I mean, I'm not sure if LLVM parses the assembly (I strongly suspect it does, I remember inline GCC assembly allowed stuff like referencing variables in asm), shouldn't LLVM figure out that the asm modifies things its not supposed to?
If you clobber a register in asm the compiler stores something into, your code certainly won't work right.
I mean one that infers as much context as possible and tries to help as much as possible.
This has to be assembler specific of course. For example, I use fasm which has higher level macros. An LSP could suggest struct fields and other stuff.
Inline asm should take 10x or more effort compared to writing the surrounding c++ code and should be tested with protected pages at the edges if possible. It should always have assertions before/after that check invariants too.
Also there are at a lot of cases that this won’t work.
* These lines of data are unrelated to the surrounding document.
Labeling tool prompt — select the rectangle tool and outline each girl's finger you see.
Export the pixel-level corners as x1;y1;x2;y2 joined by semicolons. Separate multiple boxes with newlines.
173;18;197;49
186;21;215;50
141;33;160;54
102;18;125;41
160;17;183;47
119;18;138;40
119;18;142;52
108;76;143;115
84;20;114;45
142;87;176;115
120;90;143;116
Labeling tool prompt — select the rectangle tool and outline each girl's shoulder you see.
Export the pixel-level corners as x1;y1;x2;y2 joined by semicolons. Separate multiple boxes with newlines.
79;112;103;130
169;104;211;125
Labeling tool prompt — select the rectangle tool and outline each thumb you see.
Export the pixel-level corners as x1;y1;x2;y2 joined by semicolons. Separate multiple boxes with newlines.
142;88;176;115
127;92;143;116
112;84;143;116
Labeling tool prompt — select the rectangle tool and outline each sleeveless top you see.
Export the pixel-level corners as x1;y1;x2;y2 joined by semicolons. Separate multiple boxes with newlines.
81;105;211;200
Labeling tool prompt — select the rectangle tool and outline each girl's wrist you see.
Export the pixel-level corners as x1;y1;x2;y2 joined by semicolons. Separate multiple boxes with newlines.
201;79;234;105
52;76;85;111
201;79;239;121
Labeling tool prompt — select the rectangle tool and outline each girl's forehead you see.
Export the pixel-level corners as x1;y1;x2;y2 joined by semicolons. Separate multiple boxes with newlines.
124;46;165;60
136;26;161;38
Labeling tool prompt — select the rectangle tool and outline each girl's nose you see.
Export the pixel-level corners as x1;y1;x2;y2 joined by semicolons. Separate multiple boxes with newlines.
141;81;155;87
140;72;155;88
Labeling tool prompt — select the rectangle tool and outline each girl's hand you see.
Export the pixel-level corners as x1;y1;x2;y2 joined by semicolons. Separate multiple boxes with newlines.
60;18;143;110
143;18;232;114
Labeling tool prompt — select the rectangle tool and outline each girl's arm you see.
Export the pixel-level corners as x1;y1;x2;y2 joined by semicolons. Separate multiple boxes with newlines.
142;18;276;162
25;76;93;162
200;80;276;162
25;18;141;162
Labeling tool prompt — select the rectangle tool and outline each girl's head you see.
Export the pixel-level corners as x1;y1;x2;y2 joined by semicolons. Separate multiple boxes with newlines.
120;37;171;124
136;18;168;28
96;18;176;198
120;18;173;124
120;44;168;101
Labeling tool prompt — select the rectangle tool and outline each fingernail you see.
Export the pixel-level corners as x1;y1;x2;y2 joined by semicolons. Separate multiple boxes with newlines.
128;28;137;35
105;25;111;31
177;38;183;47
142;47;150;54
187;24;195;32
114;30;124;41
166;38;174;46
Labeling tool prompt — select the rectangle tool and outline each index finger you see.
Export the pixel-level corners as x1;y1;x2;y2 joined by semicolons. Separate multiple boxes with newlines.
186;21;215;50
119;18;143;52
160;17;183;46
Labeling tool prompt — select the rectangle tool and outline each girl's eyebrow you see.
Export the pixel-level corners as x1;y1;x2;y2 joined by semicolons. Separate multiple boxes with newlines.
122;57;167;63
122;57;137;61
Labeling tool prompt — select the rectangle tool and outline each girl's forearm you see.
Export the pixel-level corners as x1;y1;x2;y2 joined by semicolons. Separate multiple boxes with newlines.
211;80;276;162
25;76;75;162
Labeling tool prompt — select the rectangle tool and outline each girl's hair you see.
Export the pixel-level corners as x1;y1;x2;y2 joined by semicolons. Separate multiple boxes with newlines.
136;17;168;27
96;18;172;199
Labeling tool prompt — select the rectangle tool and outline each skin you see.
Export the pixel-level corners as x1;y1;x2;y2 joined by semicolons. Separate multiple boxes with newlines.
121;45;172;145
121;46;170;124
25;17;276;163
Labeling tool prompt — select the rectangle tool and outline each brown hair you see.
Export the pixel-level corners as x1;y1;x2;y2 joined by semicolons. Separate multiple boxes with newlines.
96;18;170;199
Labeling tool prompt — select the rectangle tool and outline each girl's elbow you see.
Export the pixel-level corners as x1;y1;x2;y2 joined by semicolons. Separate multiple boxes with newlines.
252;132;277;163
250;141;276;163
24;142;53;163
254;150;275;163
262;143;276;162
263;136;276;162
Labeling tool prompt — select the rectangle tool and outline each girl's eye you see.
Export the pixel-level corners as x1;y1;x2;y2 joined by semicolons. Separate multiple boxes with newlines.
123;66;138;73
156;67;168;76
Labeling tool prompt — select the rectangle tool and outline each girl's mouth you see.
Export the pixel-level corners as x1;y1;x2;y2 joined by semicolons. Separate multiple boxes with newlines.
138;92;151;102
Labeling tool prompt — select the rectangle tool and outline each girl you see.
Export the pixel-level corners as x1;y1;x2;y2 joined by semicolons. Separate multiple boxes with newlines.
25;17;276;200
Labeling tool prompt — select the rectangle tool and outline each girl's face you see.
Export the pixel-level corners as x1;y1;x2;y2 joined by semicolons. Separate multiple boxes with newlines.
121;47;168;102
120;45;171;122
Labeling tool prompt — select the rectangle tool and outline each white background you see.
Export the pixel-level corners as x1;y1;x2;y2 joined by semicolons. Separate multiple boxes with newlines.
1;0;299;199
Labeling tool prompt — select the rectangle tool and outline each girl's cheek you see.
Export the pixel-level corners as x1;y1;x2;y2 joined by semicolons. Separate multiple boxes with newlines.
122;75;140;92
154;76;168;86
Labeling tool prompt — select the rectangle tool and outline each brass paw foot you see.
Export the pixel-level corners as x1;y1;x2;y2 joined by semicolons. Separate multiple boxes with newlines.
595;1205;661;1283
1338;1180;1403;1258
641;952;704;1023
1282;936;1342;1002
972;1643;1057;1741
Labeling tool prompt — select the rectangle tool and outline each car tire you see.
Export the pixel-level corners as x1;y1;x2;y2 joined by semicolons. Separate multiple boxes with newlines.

One example is implementing strlen using avx512 where you want to align the address down to a multiple of 64 and run until the end of the page, so you can do simd while avoiding segfault.
Another example is just handling loop remainders with masking in avx512.
Also it is pretty naive to think an LLM got this right
Overall it seems like a huge waste of time.
If you are writing inline asm and want to make it better, just get as many LLMs or, even better, humans to review it. LLMs are really good at finding mistakes in inline asm, with a high false positive rate though, so you have to understand the concept.
For example one bug I had was about not consuming the inputs before writing to the outputs. Compiler can assign the same register to input and outputs unless outputs are marked with & (or something like that). It was super frustrating to debug this until I asked an LLM and it found the problem.
I don't know how the author's proprietary LLM swarm handled the job but his stated approach sounds reasonable to me.
This doesn't sound right to me and I wrote a decent amount of inline assembly in C like C++ code.
Are you saying this because you had unexpected memory safety bugs in inline asm?
Rust's unsafes are likely safe.
Assembly snippets in the Linux kernel are likely safe.
These statements have no bearing on whether the present asm block being compiled right now is actually for–a–fact safe.
When none of the instructions perform a memory access, that is a guarantee.
As a diagnostics tool, Fil-C finds issues that are rarely present on any code I work on. A large subset of the issues are C++–adjacent.
I still believe its ideas —if applied correctly— can secure systems where someone thought an object system hacked in a weekend in C belongs in the tool "all LLMs depend on" or whatever.
BTW I do hand–write general–purpose assembly that is not a straight–forward intrinsic–equivalent and early drafts are full of all sorts of memory and register bank safety bugs.